Noticias del español

| | | |

La importancia del español para la economía de nuestro país

Nada mejor que empezar con datos para hablar de la importancia de la lengua española en el mundo de hoy. Cuenta con más de 450 millones de hablantes, es el idioma oficial en 21 países que se extienden por una vasta área geográfica de 12 millones de kilómetros cuadrados y ocupa el segundo lugar como lengua de comunicación internacional. Lo estudian como lengua extranjera más de 14 millones de personas.


Éstas y otras cifras convierten al español en el más preciado bien económico que tenemos. Y lo consolidan como un idioma necesario para la economía de mercado global del siglo XXI: todo aquel que quiera entrar en el mercado hispanoamericano necesita hablar español. Igualmente, el español abre puertas profesionales y ensancha las oportunidades de futuro de aquellos que lo aprenden.
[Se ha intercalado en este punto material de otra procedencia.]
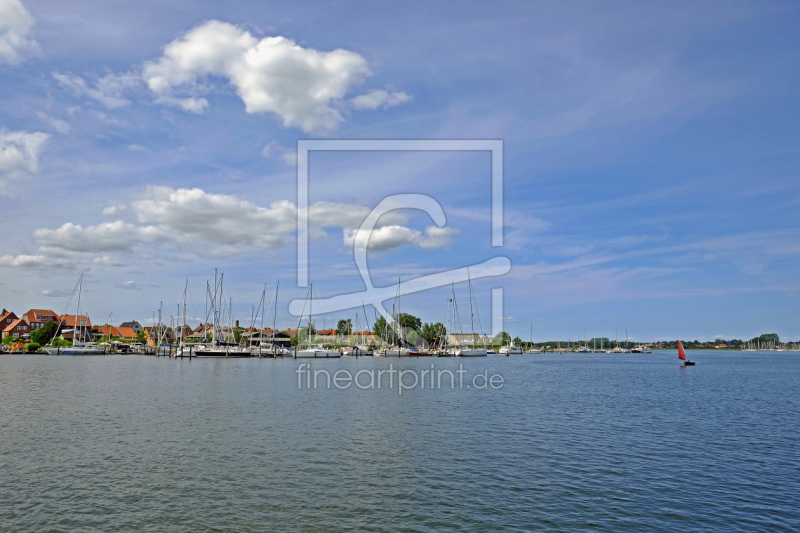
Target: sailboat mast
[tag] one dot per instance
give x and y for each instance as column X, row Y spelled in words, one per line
column 275, row 314
column 471, row 312
column 77, row 310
De ahí su incuestionable valor instrumental. Lengua y economía deben ir de la mano. Algo que no siempre ocurre.

Si se ignoran mutuamente, estaremos perdiendo grandes oportunidades. Nos asombramos a veces de que un país como Reino Unido haya sido capaz de convertir el inglés en su tercera industria, en una inagotable fuente de ingresos. España tiene ante sí el reto de convertir el español —y las industrias del español— en una cantera de potencialidades.

¿Podemos cuantificar la contribución de la lengua española a nuestra economía? Hace unos años, un equipo de expertos dirigido por el recordado Ángel Martín Municio evaluó en el 15 % la aportación del español al PIB. Investigaciones más recientes lo sitúan en el entorno del 16 %. El I Congreso Internacional Economía y Cultura también contribuirá a concretar el valor económico del sector cultural en España.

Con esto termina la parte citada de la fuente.